Я не знаю, понравились ли мне последние слова. Во всяком случае, я взял книгу и поспешил с ней в свою комнату. Я открыл ее и увидел, в несколько взглядов, что держу сердце Айрис в своих руках.

— У меня нет стихов для вас в этом месяце, кроме этих нескольких строк, навеянных сезоном.

СЕРЕДИНА ЛЕТА.

Сюда! Смахните эти глупые листья, Я не буду ломать голову сегодня! Смотрите! Южные шторы задернуты? Принесите мне веер и уходите!

Не тот — шелестящий лист пальмы, Привезенный с палящего кораллового рифа! Его дыхание нагрето; — я бы помахал Широкими серыми перьями — крылом орла.

Я ненавижу эту лихорадочную кровь роз! Сорвите мне полураспустившийся бутон лилии, Длинностебельную лилию из озера, Холодную, как свернувшаяся водяная змея.

Окропите меня сладкими ароматами в воздухе, И подкатите мое индийское кресло, И разложите какую-нибудь не слишком мудрую книгу Прямо перед моими сонными глазами.

— Кто не знает этого — этого мертвого отката Усталых волокон, растянутых трудом, Пульса, который трепещет слабо и низко, Когда дуют кипящие летние бризы?

О Природа! Обнажи свою любящую грудь И дай своему ребенку один час отдыха, Один маленький час, чтобы лежать невидимым Под твоим шарфом из зеленой листвы!

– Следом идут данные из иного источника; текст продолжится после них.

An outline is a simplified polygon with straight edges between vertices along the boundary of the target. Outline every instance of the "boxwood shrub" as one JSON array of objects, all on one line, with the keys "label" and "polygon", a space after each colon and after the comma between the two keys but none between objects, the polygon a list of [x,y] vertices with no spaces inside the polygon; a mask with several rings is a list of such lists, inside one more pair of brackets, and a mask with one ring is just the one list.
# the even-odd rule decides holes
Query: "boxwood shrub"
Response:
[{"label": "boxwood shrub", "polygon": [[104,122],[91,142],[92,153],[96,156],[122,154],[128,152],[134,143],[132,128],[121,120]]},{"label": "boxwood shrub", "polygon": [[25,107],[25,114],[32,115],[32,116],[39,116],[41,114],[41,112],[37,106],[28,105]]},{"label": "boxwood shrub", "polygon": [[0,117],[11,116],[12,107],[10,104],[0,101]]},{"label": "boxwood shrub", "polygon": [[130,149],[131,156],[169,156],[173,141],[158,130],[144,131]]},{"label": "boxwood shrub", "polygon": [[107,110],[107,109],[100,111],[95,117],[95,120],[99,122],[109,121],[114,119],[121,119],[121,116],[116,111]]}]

Так, занавешенный поющей сосной, Ее бормочущий голос сольется с моим, Пока, потерянный в мечтах, мой дрожащий напев В более сладкой музыке не затихнет.

X

АЙРИС, ЕЕ КНИГА Молю тебя душой той, что родила тебя, Духом твоей собственной сестры заклинаю тебя, Обращайся нежно с листьями, что лежат перед тобой!

Ибо у Айрис не было матери, чтобы обнять ее, И она никогда не опиралась на плечо сестры, Рассказывая сумеречные мысли, которые нашептала ей Природа.

Она не узнала тайну пробуждения Тех аккордовых клавиш, что успокаивают боль печали, Давая голос немому сердцу, которое иначе бы разбилось.

И все же жила, трудилась, страдала. Вот, запечатленный знак! Почему ее мимолетные дневные грезы должны увянуть невысказанными, Как нарциссы, которые умирают с нераскрытыми оболочками?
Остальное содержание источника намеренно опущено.